Bush's response wasn't just an ignorant dismissal of the study; he also commented:
I'm amazed that this is a society which so wants to be free that they're willing to -- you know, that there's a level of violence that they tolerate.
Will Umber on Attytood.com posted that quote and used terms like "arrogant" and "clueless" to analyze it. He also made this observation:
But it's amazing what people can tolerate, when it's 11,000 miles away and it's happening to somebody else.
Whatever the number is -- and no matter how many deaths were at the hands of those Blair calls "terrorists" -- these deaths are on our heads. It was the US government that started this unnecessary war, pretending it was payback for September 11 when they knew damn well Iraq had nothing to do with the attack on us.

655,000 people have died in our name.

2 comments:

--Blue Girl said...

The numbers are statistically sound. Should anyone deny the validity of cluster sampling that is the method used to obtain the US census, and nobody is claiming our head-count is off by a factor of five or six.

And by the way, The Lancet is the gold standard of professional journals. Only a buffoon would dismiss a study published by them out-of-hand.

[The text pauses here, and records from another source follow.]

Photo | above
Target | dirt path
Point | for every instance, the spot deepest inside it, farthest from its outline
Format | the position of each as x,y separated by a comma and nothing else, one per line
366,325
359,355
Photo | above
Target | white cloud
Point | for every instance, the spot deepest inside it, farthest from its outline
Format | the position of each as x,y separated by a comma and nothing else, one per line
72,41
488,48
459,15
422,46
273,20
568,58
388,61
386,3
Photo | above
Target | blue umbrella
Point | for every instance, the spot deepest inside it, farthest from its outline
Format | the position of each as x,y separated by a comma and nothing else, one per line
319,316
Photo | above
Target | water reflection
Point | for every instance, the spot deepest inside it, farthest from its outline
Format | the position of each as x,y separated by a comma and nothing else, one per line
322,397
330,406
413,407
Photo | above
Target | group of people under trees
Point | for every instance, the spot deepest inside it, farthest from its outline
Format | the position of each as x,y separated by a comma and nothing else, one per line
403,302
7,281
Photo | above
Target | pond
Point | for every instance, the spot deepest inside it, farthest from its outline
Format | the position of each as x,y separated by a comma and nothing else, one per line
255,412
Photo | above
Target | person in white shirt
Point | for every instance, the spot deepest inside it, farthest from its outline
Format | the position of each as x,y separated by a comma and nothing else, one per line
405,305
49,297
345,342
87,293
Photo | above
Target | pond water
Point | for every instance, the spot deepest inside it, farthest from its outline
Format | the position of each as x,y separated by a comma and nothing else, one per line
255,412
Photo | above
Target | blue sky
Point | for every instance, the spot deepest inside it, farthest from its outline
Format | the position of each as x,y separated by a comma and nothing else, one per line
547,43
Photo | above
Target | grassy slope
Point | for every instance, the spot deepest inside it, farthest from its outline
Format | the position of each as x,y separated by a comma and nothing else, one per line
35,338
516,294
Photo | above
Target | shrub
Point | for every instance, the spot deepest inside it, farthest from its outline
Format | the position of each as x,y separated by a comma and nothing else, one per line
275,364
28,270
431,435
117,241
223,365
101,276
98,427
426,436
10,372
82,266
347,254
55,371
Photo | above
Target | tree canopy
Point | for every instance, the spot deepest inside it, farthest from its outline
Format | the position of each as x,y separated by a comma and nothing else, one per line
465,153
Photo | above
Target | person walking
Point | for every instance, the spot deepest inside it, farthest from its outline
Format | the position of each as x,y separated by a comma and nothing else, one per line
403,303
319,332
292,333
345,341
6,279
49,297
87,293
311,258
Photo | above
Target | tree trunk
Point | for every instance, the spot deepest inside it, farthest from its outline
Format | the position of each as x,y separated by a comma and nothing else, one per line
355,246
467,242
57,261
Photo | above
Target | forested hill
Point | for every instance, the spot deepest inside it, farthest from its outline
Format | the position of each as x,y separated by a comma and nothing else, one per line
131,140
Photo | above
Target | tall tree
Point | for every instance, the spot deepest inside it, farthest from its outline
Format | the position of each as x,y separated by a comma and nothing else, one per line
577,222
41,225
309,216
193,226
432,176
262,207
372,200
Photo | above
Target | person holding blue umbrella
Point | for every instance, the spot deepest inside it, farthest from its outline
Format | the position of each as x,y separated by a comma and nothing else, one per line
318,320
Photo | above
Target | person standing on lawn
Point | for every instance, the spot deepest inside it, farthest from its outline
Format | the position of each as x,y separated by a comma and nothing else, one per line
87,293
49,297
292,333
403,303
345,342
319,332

Yes. I just called the president a buffoon, and I stand by that assessment.

Anonymous said...

Nancy,

Using the “Death Card” as your graphic was inspired. All the fear and connotations that the “Death” card evokes are so appropriate.

The onus of all those deaths must be on the United States. However, I believe that 95% of the blame must fall squarely on the heads of the Bush Administration. Every step they took has been predicated on a BIG LIE.

That said, the concept of all those deaths just sickens me. All those human beings just “gone”. We disappeared their existence. Let’s not let the Bush Administration “disappear” accountability.

The following is from my blog on BLUE GIRL/RED STATE (it’s even more apropos here):
You have to know the stink’s going to get worse. It’s like uncovering a dead body: the more you expose it, the more it smells. Reminds me of the song by Lynyrd Skynyrd, “That Smell” (1977) --
“Oh, that smell. Can’t you smell that smell. The smell of death’s all around you.”